Artinya: “Barangsiapa yang bertawakal kepada Allah, maka Allah adalah penjaganya”, maksudnya ia menyerahkan urusannya kepada Allah dan mengikuti-Nya, serta ridha terhadap apa yang diperintahkan-Nya, sebagaimana hewan yang mengikuti jejak hewan lain, tunduk kepada keputusan dan petunjuk-Nya, dan barangsiapa yang bertawakal kepada Allah dalam keadaan demikian, maka Allah menjadi penjaganya, melindunginya dari orang-orang yang menzaliminya, membalasnya jika Allah melihat hal tersebut bermanfaat baginya, dan Allah menghendakinya pada waktu yang telah ditentukan, dan jika Allah menjadikan segala sesuatu ada masanya, maka tidak akan terburu-buru, dan tidak pula akan melambat-lambat.
Dalam salah satu hadis yang diriwayatkan oleh Ibnu Mājah, dijelaskan tentang makna dan pentingnya tawakal;
حَدَّثَنَا حَرْمَلَةُ بْنُ يَحْيَى قَالَ: حَدَّثَنَا عَبْدُ اللَّهِ بْنُ وَهْبٍ قَالَ: أَخْبَرَنِي ابْنُ لَهِيعَةَ، عَنِ ابْنِ هُبَيْرَةَ، عَنْ أَبِي تَمِيمٍ الْجَيْشَانِيِّ، قَالَ: سَمِعْتُ عُمَرَ، يَقُولُ: سَمِعْتُ رَسُولَ اللَّهِ صَلَّى اللهُ عَلَيْهِ وَسَلَّمَ، يَقُولُ: «لَوْ أَنَّكُمْ تَوَكَّلْتُمْ عَلَى اللَّهِ حَقَّ تَوَكُّلِهِ، لَرَزَقَكُمْ كَمَا يَرْزُقُ الطَّيْرَ، تَغْدُو خِمَاصًا، وَتَرُوحُ بِطَانًا»
Artinya: Telah menceritakan kepada kami [Harmalah bin Yahya] telah menceritakan kepada kami [Abdullah bin Wahb] telah mengabarkan kepadaku [Ibnu Lahi’ah] dari [Ibnu Hubairah] dari [Abu Tamim Al Jaisyani] dia berkata: saya mendengar [Umar] berkata: “Saya mendengar Rasulullah shallallahu ‘alaihi wa sallam bersabda: “Sekiranya kalian bertawakkal kepada Allah dengan sebenar-benarnya tawakkal, niscaya Dia akan memberi rizki kepada kalian sebagaimana Dia memberi rizki terhadap burung, ia pergi dalam keadaan lapar dan pulang dalam keadaan kenyang”.[9]
Sekali lagi tawakal dapat membantu mereduksi tingkat Quarter Life Crisis (QLC) yang dialami seseorang.
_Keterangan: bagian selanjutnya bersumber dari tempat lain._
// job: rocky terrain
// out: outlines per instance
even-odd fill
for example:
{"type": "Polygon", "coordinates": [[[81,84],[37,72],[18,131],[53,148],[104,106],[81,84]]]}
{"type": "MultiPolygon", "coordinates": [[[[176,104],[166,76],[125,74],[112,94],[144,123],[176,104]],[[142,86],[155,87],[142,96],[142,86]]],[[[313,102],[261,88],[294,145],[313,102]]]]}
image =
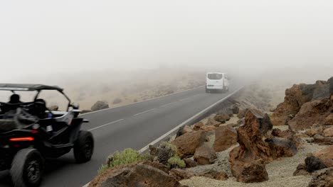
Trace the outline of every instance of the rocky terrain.
{"type": "Polygon", "coordinates": [[[110,155],[90,186],[333,186],[333,77],[277,106],[255,86],[147,154],[110,155]]]}

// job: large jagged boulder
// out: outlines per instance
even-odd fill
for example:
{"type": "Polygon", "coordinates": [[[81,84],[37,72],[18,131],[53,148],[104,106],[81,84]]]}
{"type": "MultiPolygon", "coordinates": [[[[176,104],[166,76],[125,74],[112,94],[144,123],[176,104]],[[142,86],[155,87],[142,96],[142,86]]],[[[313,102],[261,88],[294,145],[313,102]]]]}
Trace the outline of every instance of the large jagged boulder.
{"type": "MultiPolygon", "coordinates": [[[[332,79],[332,78],[331,78],[332,79]]],[[[329,97],[328,81],[317,81],[314,84],[295,84],[286,89],[285,101],[279,104],[272,115],[274,125],[287,125],[301,109],[304,103],[329,97]]]]}
{"type": "Polygon", "coordinates": [[[289,126],[292,130],[302,130],[315,123],[323,124],[332,108],[328,98],[304,103],[295,118],[288,122],[289,126]]]}
{"type": "Polygon", "coordinates": [[[268,179],[265,164],[273,159],[268,142],[263,140],[272,124],[257,110],[248,110],[245,125],[238,130],[239,147],[230,152],[231,173],[241,182],[260,182],[268,179]]]}
{"type": "Polygon", "coordinates": [[[305,166],[306,170],[310,173],[327,168],[322,160],[314,156],[308,157],[305,159],[305,166]]]}
{"type": "Polygon", "coordinates": [[[214,117],[214,120],[221,123],[225,123],[226,121],[228,121],[230,120],[230,115],[226,113],[216,114],[214,117]]]}
{"type": "Polygon", "coordinates": [[[245,125],[237,131],[237,142],[240,148],[237,157],[238,160],[273,160],[268,143],[263,140],[265,132],[273,127],[271,123],[264,123],[267,121],[263,120],[264,116],[260,111],[254,109],[246,113],[245,125]]]}
{"type": "Polygon", "coordinates": [[[194,154],[196,148],[205,142],[206,137],[205,131],[198,130],[178,137],[172,144],[177,147],[178,154],[184,158],[194,154]]]}
{"type": "Polygon", "coordinates": [[[327,167],[333,167],[333,145],[317,152],[314,156],[319,159],[327,167]]]}
{"type": "Polygon", "coordinates": [[[109,108],[109,104],[107,101],[98,101],[92,107],[92,111],[109,108]]]}
{"type": "Polygon", "coordinates": [[[333,167],[324,169],[312,174],[312,180],[309,187],[333,186],[333,167]]]}
{"type": "Polygon", "coordinates": [[[213,147],[216,152],[228,149],[237,143],[237,131],[230,126],[221,126],[215,130],[213,147]]]}
{"type": "Polygon", "coordinates": [[[209,147],[202,145],[196,149],[194,161],[200,165],[213,164],[217,159],[216,153],[209,147]]]}
{"type": "Polygon", "coordinates": [[[104,172],[92,181],[89,187],[180,187],[176,178],[156,167],[138,163],[104,172]]]}

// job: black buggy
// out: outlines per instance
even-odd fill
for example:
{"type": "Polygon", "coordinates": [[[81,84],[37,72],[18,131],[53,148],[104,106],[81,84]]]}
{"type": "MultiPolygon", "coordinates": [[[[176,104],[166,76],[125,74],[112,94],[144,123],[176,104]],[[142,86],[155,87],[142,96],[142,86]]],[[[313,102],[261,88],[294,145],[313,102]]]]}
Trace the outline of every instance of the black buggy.
{"type": "Polygon", "coordinates": [[[57,158],[72,148],[78,163],[90,160],[94,149],[91,132],[80,130],[88,122],[78,116],[78,105],[58,86],[0,84],[0,91],[13,92],[11,101],[0,102],[0,171],[9,170],[15,186],[39,186],[46,158],[57,158]],[[51,111],[43,90],[58,91],[68,101],[67,110],[51,111]],[[21,102],[17,91],[34,91],[31,102],[21,102]]]}

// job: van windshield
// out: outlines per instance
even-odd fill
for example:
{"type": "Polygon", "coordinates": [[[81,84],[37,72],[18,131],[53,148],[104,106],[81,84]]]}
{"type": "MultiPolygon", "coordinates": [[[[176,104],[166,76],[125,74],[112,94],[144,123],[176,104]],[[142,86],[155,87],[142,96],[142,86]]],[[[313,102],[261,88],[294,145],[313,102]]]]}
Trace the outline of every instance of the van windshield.
{"type": "Polygon", "coordinates": [[[219,80],[223,77],[222,74],[208,74],[208,78],[211,80],[219,80]]]}

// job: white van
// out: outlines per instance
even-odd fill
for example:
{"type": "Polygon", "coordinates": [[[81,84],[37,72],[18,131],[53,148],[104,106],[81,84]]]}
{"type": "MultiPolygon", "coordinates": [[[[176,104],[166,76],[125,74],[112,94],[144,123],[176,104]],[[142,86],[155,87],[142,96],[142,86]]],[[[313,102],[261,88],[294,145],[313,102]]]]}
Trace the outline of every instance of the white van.
{"type": "Polygon", "coordinates": [[[212,91],[225,92],[229,91],[229,80],[226,73],[207,73],[206,81],[206,93],[212,91]]]}

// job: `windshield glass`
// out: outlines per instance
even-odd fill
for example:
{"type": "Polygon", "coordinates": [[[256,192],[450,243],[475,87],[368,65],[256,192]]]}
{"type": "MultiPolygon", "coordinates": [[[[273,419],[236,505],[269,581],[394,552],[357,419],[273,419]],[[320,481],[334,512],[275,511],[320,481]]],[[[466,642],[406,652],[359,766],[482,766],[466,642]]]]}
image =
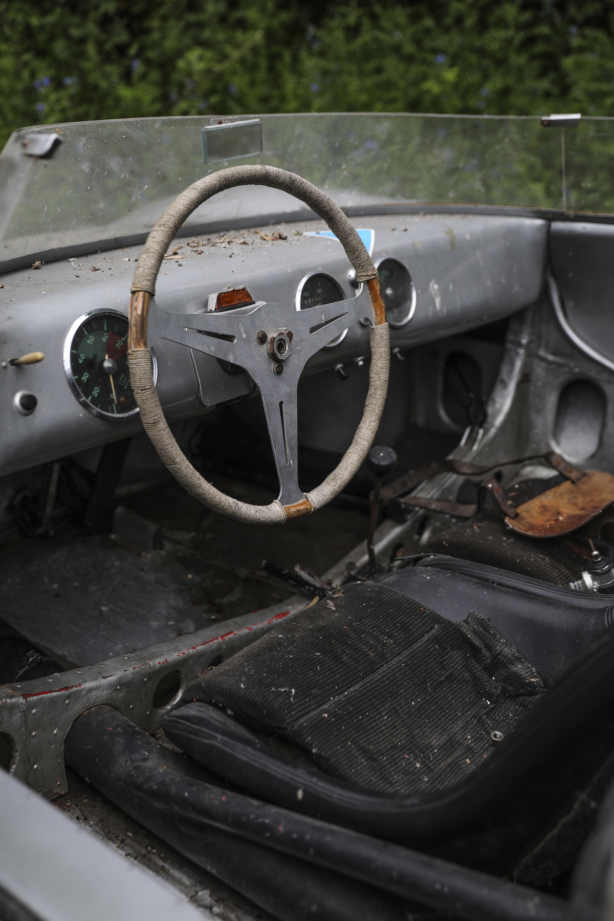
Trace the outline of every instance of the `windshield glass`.
{"type": "MultiPolygon", "coordinates": [[[[16,132],[0,156],[5,270],[29,254],[138,243],[197,179],[240,163],[299,173],[342,207],[516,206],[614,212],[614,119],[544,128],[535,117],[305,114],[260,118],[262,153],[205,164],[202,129],[218,119],[146,118],[16,132]],[[52,157],[24,155],[26,134],[55,133],[52,157]]],[[[226,119],[224,121],[226,121],[226,119]]],[[[185,232],[291,218],[304,206],[265,188],[206,202],[185,232]]],[[[366,212],[368,213],[368,211],[366,212]]],[[[83,249],[81,251],[84,251],[83,249]]],[[[24,263],[25,264],[25,263],[24,263]]]]}

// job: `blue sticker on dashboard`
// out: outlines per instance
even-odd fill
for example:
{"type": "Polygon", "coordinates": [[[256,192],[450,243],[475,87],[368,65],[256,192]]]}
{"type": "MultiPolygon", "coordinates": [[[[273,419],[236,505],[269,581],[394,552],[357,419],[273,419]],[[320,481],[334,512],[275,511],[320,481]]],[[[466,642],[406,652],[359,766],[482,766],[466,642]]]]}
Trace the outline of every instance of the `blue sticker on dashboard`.
{"type": "MultiPolygon", "coordinates": [[[[356,232],[365,244],[365,249],[370,256],[373,255],[373,249],[376,245],[376,231],[356,227],[356,232]]],[[[329,239],[337,239],[332,230],[310,230],[305,234],[306,237],[328,237],[329,239]]]]}

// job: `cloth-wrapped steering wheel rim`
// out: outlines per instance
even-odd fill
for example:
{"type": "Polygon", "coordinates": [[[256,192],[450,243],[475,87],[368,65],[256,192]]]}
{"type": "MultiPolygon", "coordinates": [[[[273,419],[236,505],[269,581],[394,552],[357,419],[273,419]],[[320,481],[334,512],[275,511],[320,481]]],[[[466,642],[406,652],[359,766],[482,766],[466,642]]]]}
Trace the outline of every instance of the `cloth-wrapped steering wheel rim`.
{"type": "Polygon", "coordinates": [[[388,325],[377,270],[356,229],[341,208],[302,177],[276,167],[231,167],[199,180],[178,195],[150,232],[139,257],[132,286],[129,329],[128,363],[144,428],[173,476],[188,493],[209,508],[244,522],[283,524],[289,518],[315,511],[330,502],[347,485],[365,460],[384,410],[390,362],[388,325]],[[342,243],[357,281],[365,283],[375,317],[369,332],[369,389],[352,444],[324,482],[306,493],[300,502],[290,506],[283,506],[278,499],[267,506],[240,502],[215,489],[198,472],[177,444],[164,417],[147,347],[147,309],[150,298],[156,294],[156,279],[169,243],[195,208],[216,192],[240,185],[264,185],[287,192],[325,220],[342,243]]]}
Hal ini karena, menurut Imam Qusyairi dalam karyanya Risalah Qusyairiyah, ketika Ibnu Atha’ ditanya mengenai hakikat tawakal, beliau menjawab bahwa keraguan tidak akan muncul dalam diri seseorang yang sepenuhnya berserah, sehingga orang tersebut akan senantiasa merasakan ketenangan dalam menapaki jalan kebenaran. Sementara itu, Abu Turab An-Nakhsyabi menjelaskan bahwa inti dari tawakal adalah menyerahkan raga dalam penghambaan, menggantungkan hati kepada Tuhan, dan bersikap qana’ah (merasa cukup), apabila diberikan sesuatu ia bersyukur, dan jika tidak, ia bersabar. Sedangkan Sahal bin Abdullah menegaskan bahwa tawakal adalah melepaskan segala keinginan pribadi dan sepenuhnya bersandar kepada Allah SWT.[10]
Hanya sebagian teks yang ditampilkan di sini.